Predicting Pathological Effect of Mutation and Identifying Cancer Driver Event Based on Protein Structure
thesis
posted on 2023-08-01, 00:00authored byBoshen Wang
Identifying cancer driver mutations is
critical for understanding molecular mechanisms triggering tumorigenesis,
and for designing targeted treatments in precision oncology.
The majority of existing in-silico methods focus on
predicting cancer driver genes, but are limited as they cannot
identify specific sites where mutations drive tumorigenesis from a noisy mutational background landscape. Among the 2.94 millions missense
mutations from COSMIC cancer samples, over 94% have low recurrence (<3)
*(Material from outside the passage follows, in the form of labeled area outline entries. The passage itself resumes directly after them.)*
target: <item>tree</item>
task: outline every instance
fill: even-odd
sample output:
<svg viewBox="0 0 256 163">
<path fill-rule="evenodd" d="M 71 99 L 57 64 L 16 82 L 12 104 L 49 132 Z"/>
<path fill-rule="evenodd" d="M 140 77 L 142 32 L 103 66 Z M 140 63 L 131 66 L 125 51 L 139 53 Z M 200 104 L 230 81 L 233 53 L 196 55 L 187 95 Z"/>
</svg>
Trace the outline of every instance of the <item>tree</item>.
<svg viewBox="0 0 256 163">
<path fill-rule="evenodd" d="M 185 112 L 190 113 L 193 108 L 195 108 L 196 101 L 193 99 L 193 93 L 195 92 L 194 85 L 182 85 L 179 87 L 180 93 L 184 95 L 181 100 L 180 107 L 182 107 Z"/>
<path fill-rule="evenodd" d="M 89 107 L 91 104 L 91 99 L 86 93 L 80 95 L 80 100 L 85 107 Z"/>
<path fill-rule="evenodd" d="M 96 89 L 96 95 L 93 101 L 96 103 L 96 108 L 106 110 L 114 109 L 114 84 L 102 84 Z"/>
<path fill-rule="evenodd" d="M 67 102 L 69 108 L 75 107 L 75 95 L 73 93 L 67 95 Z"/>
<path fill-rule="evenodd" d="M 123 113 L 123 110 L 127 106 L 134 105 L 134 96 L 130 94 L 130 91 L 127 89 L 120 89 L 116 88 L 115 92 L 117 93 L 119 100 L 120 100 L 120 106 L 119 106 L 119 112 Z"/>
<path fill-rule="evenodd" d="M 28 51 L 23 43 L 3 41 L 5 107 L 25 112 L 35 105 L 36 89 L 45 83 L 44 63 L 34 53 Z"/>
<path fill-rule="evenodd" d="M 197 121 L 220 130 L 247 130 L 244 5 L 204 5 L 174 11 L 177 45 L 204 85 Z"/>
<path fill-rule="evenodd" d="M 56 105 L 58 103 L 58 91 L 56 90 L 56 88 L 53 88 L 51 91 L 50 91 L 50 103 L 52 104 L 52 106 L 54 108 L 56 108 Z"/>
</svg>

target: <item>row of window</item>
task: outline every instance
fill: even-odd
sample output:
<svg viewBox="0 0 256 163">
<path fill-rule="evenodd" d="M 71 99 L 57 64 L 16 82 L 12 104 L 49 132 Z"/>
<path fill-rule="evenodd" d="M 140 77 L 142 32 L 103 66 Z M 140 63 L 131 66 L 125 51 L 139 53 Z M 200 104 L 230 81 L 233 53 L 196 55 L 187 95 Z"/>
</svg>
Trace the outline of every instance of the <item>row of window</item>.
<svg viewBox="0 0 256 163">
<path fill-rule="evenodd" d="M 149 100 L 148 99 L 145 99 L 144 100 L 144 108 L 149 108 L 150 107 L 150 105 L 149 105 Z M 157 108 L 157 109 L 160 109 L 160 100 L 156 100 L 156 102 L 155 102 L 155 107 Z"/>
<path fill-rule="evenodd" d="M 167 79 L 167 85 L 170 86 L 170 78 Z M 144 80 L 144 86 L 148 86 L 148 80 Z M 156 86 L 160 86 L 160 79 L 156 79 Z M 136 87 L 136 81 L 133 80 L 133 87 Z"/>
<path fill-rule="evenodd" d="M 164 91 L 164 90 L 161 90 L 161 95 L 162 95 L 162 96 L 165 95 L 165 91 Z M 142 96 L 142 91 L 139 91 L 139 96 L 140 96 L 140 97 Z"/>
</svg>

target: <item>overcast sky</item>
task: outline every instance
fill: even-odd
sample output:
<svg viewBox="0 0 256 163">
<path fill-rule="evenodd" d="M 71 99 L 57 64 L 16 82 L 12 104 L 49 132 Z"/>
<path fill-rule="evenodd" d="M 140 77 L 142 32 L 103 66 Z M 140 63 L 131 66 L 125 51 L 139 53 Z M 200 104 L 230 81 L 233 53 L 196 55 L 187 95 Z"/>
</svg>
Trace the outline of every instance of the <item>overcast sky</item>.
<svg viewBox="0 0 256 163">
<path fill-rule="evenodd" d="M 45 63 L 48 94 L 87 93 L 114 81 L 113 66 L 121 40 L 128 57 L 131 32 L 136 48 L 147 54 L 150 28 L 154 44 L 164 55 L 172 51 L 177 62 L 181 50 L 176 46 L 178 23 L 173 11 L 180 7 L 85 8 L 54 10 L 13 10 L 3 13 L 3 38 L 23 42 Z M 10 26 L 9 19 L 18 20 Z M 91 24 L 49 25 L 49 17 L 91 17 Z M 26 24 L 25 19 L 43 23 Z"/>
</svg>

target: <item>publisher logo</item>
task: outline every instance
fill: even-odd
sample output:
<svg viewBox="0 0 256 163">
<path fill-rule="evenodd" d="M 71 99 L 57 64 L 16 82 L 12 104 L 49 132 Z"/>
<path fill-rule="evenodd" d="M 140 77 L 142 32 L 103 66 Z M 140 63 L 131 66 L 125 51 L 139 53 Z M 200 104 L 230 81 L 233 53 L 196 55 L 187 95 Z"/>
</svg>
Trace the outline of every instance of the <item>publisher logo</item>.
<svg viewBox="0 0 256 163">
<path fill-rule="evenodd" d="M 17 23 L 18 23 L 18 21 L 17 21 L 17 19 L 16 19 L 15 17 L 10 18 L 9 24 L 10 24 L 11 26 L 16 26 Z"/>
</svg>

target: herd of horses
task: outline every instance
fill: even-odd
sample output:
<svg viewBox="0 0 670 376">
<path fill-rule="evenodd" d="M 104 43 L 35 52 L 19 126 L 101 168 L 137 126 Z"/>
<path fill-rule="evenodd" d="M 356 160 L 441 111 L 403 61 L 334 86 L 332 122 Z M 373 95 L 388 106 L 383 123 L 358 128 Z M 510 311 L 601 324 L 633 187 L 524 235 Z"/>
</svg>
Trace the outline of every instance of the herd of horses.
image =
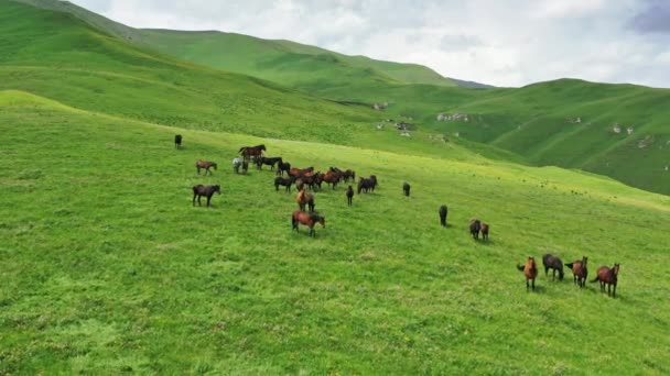
<svg viewBox="0 0 670 376">
<path fill-rule="evenodd" d="M 174 139 L 175 147 L 180 148 L 182 144 L 182 136 L 176 135 Z M 244 146 L 240 147 L 239 154 L 240 158 L 233 159 L 233 169 L 236 174 L 239 174 L 239 167 L 242 167 L 242 173 L 246 174 L 248 170 L 249 162 L 251 161 L 258 169 L 262 169 L 263 165 L 270 166 L 270 169 L 273 170 L 277 167 L 275 178 L 274 178 L 274 189 L 279 191 L 279 187 L 284 187 L 285 191 L 291 191 L 291 186 L 295 185 L 298 189 L 298 195 L 295 196 L 295 202 L 298 203 L 299 210 L 295 210 L 291 214 L 291 229 L 299 231 L 299 224 L 306 225 L 309 228 L 309 235 L 315 236 L 316 233 L 314 231 L 314 226 L 316 224 L 321 224 L 322 228 L 325 229 L 325 218 L 320 215 L 315 211 L 315 202 L 314 202 L 314 193 L 309 192 L 307 189 L 315 191 L 321 190 L 322 184 L 325 181 L 327 185 L 335 189 L 338 183 L 349 183 L 349 180 L 356 180 L 356 172 L 352 169 L 342 170 L 337 167 L 329 167 L 326 173 L 314 172 L 314 167 L 306 168 L 295 168 L 292 167 L 290 163 L 285 163 L 282 157 L 266 157 L 262 153 L 266 151 L 266 145 L 256 145 L 256 146 Z M 212 174 L 209 170 L 214 168 L 216 170 L 217 165 L 214 162 L 209 161 L 197 161 L 196 162 L 197 174 L 199 175 L 201 169 L 205 169 L 205 175 Z M 284 173 L 287 176 L 284 177 Z M 359 177 L 358 180 L 358 195 L 361 192 L 374 192 L 375 188 L 378 186 L 377 176 L 370 175 L 369 177 Z M 402 192 L 406 197 L 410 196 L 410 184 L 402 184 Z M 207 207 L 209 207 L 209 201 L 212 196 L 218 192 L 220 195 L 220 186 L 203 186 L 197 185 L 193 187 L 193 204 L 195 206 L 195 200 L 197 198 L 198 204 L 201 204 L 201 197 L 207 198 Z M 347 206 L 353 206 L 354 199 L 354 188 L 349 185 L 345 191 L 347 198 Z M 305 211 L 305 209 L 307 211 Z M 443 204 L 437 210 L 437 214 L 440 217 L 440 224 L 442 226 L 446 226 L 446 217 L 449 213 L 449 208 L 446 204 Z M 488 241 L 490 225 L 488 223 L 484 223 L 478 219 L 472 219 L 469 221 L 469 232 L 474 240 L 479 239 L 479 234 L 482 234 L 483 241 Z M 588 276 L 588 267 L 587 267 L 588 258 L 586 256 L 582 257 L 582 259 L 575 259 L 572 263 L 563 264 L 563 262 L 552 255 L 545 254 L 542 256 L 542 264 L 544 266 L 544 275 L 549 276 L 549 270 L 552 270 L 552 280 L 555 280 L 556 273 L 559 275 L 559 280 L 563 280 L 564 272 L 563 266 L 570 268 L 572 270 L 572 275 L 574 278 L 574 284 L 580 288 L 584 288 L 586 286 L 586 278 Z M 536 259 L 533 256 L 529 256 L 527 262 L 523 265 L 517 265 L 517 268 L 523 273 L 526 278 L 526 289 L 534 290 L 536 289 L 536 278 L 538 276 L 538 266 L 536 264 Z M 596 270 L 595 279 L 591 280 L 591 283 L 598 281 L 601 284 L 601 291 L 605 292 L 607 290 L 607 296 L 616 297 L 616 286 L 619 274 L 619 264 L 614 264 L 613 267 L 601 266 Z"/>
<path fill-rule="evenodd" d="M 574 279 L 574 284 L 580 288 L 584 288 L 586 286 L 586 278 L 588 277 L 588 257 L 582 256 L 582 259 L 575 259 L 572 263 L 566 263 L 565 267 L 572 270 L 572 276 Z M 542 265 L 544 266 L 544 276 L 549 276 L 549 270 L 551 269 L 551 279 L 555 280 L 556 273 L 559 274 L 559 280 L 563 280 L 563 262 L 561 258 L 552 255 L 545 254 L 542 256 Z M 523 265 L 517 265 L 517 268 L 520 272 L 523 272 L 523 276 L 526 277 L 526 289 L 536 289 L 536 278 L 538 277 L 538 265 L 536 264 L 536 258 L 533 256 L 528 256 L 528 261 Z M 601 284 L 601 292 L 605 292 L 605 287 L 607 287 L 607 296 L 612 296 L 616 298 L 616 285 L 619 275 L 619 264 L 614 264 L 613 267 L 608 267 L 603 265 L 598 267 L 596 270 L 596 276 L 591 283 L 599 283 Z"/>
</svg>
and over 50% are predicted to exhibit pathogenic effects by various
bioinformatics methods. As no further information is provided, it is challenging
to determine which mutations are driving tumorigenesis using current methods that are frequency-based or mutation effect-based approaches.
In this study, we develop a new method called Structure-CAncer-Relationship-on-Pathogenicity (SCARP)
to identify cancer driver mutations by systematically integrating mutation effects,
co-clustering effects of spatial regions near the mutation sites, as well as mutation
recurrence. First, we use our novel Structure-Pathogenicity Relationship Identifier (SPRI)
method to estimate the
likelihood of pathogenicity of a specified mutation, as SPRI captures
essential biological properties from structural, biophysical, and evolutionary features,
and exhibits favorable performance to identify deleterious mutations on the
ground truth of Mendelian disease-type mutations
compared with multiple state-of-the-art methods. Furthermore, it demonstrates great
transferability in distinguishing cancer driver mutations from passenger mutations. Second, we quantify the influence of co-clustering mutations in the
structural neighborhood regions of the mutation site, as biological
functions often require specific structural arrangements of residues.
Third, we utilize mutation recurrence collected from pan-cancer or tissue-specific cancer
cohorts. We show our method can effectively identify cancer driver genes and provides
detailed rankings of pathogenicity of the mutation sites. Our results show that accurate recognition of co-clustering mutational effects is
important for predicting site-specific cancer driver events.